I got here early in the morning Thursday and figured out the Public Bus system and got into town. Traffic is scary - the best way to get around is on the back of a motobike as it weaves between the lanes of stuck cars and buses. Pedestrians be wary - they even hop onto the sidewalk sometimes and traffic signals are only considered "suggestions," it's hilarious to watch the group psychology at work as first one, then two, then a flood of scooters decide a red-light is too long and just gun it across! It works, but it's quite exciting. My hostel is fine, not 5-star, but then again it's $8 a night with full American Breakfast!
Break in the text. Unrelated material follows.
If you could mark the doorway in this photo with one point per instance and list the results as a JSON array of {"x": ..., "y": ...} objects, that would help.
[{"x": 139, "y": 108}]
Walked all over town all day, and realized just how big it is! Finally gave in and took their elevated Metro home, it's better than DC Metro - no surprise there.

I had found a website which recommends places and routes for runners in cities all over the world and went for a run in Lumphini Park, it's pretty with some lakes and lots of runners. I talked to an expat running alongside and it's the only place in town that won't destroy your lungs. When I went back in the afternoon and took some pictures, there was a uniformed class of girls singing their lessons and I sat and listened for awhile. When the class broke up to head back to school, I got some fun posed shots. Around dinner time I met a girl staying at the hostel named Sofia (from Woodbridge, VA, of course. That's my second small world story - I met a girl on Magnetic Island from Herndon!) and we went to dinner then grabbed some others and went to the infamous Khao San Road for a night out. It's a really big scene, with mostly backpackers packing into hostels and lots of bars and nightlife.

The next day I played tourist with Javier, (from Mexico and Texas,) taking a city bus across town to see the Grand Palace, Wat Pho, and Wat Phra Kaeo. Then I took a longtailboat up the Chao Phrya River the throughout the canals of the Thonburi neighborhood. These boats are long skinny things with car engines balanced and mounted on a long pole that angles down to the water about ten feet behind the boat. On the way home, we took some time to shop around the Siam Square shopping warren, and that night we grabbed Sofia and it was back to Khao San again. On the way home very late at night, we also took a spin through the Soi Cowboy redlight district. And to all who warned me about the "girlie boy" hookers, so far they've been pretty obvious and easy to avoid. All in all, it was a very busy day!

Some Thailand observations and sweeping and probably inaccurate generalizations...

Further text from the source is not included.